We recommend the use of housekeeping genes rather than TMM when working with Targeted RNA Panels, or in situations where the TMM assumption that most genes are not differentially expressed does not hold.

It is not possible to view housekeeping gene normalized expressions within the Workbench. However, these values are relatively easy to calculate.

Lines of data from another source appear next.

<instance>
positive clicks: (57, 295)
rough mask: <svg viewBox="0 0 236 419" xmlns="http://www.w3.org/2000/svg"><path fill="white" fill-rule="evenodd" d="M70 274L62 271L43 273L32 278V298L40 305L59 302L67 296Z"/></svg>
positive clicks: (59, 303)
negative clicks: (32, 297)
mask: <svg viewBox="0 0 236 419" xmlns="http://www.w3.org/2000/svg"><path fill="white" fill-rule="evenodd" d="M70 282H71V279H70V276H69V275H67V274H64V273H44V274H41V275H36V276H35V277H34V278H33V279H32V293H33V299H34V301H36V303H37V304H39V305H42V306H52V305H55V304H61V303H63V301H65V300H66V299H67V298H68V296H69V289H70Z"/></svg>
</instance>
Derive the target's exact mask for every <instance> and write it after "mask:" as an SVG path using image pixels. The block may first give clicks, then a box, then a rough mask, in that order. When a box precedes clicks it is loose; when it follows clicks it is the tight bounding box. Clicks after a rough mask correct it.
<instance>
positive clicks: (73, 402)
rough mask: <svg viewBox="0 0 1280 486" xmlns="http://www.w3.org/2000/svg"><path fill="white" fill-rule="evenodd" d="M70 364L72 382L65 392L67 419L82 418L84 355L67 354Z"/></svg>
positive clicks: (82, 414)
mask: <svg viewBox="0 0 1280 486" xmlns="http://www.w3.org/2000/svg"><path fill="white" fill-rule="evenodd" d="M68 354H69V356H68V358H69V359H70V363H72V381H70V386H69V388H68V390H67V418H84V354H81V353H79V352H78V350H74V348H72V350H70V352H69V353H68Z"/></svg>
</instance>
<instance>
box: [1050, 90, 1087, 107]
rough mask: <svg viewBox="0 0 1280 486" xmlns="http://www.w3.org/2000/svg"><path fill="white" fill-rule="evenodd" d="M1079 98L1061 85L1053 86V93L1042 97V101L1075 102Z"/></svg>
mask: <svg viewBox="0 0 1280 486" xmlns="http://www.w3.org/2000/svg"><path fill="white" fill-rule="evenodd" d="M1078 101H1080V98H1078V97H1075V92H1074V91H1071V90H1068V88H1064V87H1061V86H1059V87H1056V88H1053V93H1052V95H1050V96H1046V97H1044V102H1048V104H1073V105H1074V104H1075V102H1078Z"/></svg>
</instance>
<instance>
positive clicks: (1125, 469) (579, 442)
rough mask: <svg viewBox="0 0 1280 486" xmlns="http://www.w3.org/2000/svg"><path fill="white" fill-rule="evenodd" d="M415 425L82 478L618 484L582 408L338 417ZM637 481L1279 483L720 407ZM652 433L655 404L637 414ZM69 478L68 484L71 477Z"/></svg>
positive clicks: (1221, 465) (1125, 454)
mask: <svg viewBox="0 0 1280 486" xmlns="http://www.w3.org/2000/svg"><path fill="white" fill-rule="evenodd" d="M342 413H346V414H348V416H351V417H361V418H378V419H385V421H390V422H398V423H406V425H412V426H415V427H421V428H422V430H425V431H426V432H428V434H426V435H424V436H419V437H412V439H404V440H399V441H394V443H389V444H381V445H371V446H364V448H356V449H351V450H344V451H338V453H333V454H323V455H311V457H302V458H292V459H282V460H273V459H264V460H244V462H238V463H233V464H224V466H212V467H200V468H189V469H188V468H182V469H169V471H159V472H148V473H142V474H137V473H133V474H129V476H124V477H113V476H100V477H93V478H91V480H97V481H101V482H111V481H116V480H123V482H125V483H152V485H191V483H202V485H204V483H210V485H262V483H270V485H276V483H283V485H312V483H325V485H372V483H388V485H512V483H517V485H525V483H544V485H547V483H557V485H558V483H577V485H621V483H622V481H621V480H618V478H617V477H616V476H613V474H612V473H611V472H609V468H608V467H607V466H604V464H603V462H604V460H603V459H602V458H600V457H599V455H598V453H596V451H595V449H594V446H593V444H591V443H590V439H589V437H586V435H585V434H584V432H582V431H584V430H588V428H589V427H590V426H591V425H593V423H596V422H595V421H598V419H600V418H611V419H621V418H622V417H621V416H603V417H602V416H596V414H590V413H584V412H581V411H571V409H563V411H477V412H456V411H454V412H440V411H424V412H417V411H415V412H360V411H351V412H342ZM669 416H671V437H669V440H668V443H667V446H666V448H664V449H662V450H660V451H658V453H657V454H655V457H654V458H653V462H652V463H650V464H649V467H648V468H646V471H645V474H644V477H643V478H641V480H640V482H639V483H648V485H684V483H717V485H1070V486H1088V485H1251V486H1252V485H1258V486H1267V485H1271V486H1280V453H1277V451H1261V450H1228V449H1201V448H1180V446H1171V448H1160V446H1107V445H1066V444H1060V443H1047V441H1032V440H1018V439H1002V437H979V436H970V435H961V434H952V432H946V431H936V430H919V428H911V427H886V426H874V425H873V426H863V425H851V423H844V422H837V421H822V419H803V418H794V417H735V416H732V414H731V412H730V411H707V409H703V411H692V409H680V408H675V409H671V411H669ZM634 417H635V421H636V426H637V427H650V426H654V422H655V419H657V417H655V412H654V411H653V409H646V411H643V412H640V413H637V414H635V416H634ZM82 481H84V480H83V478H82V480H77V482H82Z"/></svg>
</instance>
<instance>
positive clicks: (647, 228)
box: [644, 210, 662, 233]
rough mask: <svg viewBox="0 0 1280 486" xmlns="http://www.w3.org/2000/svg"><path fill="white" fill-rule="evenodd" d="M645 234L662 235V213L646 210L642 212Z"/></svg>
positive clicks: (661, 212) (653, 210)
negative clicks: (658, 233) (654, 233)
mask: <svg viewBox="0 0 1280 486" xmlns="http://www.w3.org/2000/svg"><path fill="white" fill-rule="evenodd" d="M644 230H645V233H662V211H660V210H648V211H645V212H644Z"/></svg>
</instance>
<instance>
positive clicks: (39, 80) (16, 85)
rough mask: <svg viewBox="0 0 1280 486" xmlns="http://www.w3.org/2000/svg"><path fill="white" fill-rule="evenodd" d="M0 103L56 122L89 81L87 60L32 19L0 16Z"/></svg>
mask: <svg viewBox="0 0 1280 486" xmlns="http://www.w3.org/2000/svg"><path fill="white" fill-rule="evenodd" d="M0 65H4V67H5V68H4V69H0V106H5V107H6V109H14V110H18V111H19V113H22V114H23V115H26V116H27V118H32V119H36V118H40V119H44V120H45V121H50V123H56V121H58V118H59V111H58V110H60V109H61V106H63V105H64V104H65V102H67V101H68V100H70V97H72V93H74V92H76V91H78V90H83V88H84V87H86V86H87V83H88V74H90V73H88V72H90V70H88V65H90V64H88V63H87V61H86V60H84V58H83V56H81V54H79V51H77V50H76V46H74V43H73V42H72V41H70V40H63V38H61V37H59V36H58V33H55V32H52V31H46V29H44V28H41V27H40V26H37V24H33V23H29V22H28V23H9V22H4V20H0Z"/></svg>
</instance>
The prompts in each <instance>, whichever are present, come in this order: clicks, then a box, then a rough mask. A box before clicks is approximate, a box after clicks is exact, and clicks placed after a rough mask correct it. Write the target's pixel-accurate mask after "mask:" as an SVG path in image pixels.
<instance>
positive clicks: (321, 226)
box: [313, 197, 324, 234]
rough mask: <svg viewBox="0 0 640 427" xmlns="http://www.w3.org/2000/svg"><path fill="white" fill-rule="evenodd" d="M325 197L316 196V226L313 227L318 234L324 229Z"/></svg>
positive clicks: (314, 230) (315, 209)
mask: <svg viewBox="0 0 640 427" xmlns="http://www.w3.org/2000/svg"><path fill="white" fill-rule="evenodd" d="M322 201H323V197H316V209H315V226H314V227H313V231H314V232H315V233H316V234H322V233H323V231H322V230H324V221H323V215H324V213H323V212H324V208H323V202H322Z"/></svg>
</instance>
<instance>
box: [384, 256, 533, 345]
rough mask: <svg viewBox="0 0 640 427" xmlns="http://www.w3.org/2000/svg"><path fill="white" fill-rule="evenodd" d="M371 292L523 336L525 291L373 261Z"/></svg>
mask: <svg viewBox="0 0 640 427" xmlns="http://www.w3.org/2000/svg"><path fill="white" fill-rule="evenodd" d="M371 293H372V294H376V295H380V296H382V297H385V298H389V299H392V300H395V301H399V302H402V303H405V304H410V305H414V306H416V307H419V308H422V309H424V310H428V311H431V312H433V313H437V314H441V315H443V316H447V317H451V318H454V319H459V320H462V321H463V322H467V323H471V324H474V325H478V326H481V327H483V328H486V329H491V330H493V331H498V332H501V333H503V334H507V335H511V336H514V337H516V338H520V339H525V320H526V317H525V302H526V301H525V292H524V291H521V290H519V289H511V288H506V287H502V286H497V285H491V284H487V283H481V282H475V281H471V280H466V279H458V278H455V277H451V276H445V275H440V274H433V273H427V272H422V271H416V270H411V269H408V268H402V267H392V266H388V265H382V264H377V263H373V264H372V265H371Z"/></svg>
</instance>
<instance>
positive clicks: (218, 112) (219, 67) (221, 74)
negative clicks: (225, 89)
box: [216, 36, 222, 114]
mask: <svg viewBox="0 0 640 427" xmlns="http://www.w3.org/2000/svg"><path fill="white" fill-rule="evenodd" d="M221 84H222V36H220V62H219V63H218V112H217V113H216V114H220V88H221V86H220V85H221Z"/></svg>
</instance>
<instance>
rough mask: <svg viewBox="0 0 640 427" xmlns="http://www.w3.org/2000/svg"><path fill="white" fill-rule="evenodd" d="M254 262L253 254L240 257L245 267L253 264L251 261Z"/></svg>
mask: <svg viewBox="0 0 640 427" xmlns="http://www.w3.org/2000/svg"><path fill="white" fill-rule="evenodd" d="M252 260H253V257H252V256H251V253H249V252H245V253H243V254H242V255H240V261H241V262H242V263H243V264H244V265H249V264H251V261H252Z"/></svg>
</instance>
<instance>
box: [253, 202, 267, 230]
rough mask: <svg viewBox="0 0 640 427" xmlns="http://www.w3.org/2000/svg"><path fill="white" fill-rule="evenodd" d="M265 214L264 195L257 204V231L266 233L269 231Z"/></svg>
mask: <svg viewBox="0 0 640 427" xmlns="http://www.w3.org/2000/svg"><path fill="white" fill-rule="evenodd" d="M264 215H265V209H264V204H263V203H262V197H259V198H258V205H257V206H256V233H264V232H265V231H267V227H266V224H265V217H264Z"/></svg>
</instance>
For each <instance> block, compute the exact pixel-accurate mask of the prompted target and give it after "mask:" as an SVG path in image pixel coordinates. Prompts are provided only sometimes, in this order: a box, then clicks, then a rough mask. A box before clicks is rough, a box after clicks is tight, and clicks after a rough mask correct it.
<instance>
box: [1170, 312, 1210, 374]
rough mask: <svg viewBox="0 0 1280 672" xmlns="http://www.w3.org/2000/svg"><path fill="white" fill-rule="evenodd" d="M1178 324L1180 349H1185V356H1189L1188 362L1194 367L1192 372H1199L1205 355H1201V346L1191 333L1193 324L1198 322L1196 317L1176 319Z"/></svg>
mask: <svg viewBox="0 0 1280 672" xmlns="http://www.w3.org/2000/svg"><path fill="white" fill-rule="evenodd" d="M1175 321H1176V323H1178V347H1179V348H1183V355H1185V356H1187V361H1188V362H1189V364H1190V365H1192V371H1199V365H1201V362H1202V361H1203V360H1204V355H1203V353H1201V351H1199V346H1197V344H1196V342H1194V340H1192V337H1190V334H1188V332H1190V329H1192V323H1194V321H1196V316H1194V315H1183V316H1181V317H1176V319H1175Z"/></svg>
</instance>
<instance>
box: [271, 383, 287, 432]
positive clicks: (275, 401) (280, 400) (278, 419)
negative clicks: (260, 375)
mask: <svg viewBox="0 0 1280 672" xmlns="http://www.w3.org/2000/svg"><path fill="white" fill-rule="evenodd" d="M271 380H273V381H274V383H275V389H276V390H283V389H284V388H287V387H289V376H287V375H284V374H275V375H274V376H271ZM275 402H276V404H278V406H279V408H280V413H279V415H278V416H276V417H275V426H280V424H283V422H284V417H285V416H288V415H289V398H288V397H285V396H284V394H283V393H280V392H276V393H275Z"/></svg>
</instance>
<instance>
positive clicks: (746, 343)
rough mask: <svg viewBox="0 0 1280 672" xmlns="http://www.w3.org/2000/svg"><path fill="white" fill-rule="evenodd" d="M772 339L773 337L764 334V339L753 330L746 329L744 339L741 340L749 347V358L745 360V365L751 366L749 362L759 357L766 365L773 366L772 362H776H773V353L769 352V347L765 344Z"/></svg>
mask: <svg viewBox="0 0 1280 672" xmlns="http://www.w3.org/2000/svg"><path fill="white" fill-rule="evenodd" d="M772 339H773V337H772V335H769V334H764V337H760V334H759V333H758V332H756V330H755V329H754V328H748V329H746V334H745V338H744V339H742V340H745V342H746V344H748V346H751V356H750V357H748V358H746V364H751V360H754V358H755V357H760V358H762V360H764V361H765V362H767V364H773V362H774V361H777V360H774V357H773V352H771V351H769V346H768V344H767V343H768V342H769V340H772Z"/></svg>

To do so:

As an example of this procedure, consider the following expressions, where HKG1 and HKG2 are housekeeping genes:


Gene Sample1 Sample2 Sample3
HKG1 1 3 2
HKG2 3 3 2
Gene1 8 6 2
Gene2 4 4 4
Gene3 1 0 1

The geometric mean of the housekeeping gene expressions is:


Sample1 Sample2 Sample3
$ \sqrt[2]{3}$ 3 2

The normalized expressions are then:


Gene Sample1 Sample2 Sample3
Gene1 4619 2000 1000
Gene2 2309 1333 2000
Gene3 577 0 500

logCPM

TMM-adjusted logCPM counts (similar to the EdgeR approach ([Robinson et al., 2010])) are calculated as follows:

  1. We add a prior to the raw counts. This prior is 1.0 per default, but is scaled based on the library size as scaled_prior = prior*library_size/average_library_size.
  2. The library sizes are also adjusted by adding a factor of 2.0 times the prior to them (for explanation, see https://support.bioconductor.org/p/76300/).
  3. The logCPM is now calculated as log2(adjusted_count * 1E6 / adjusted_library_size).

Z-Score normalization

Z-Score normalization performs a final cross-sample normalization. For each row (gene/transcript), a Gaussian normalization (Z-Score normalization) is applied: data is shifted and scaled so that the mean is zero, and the standard deviation one.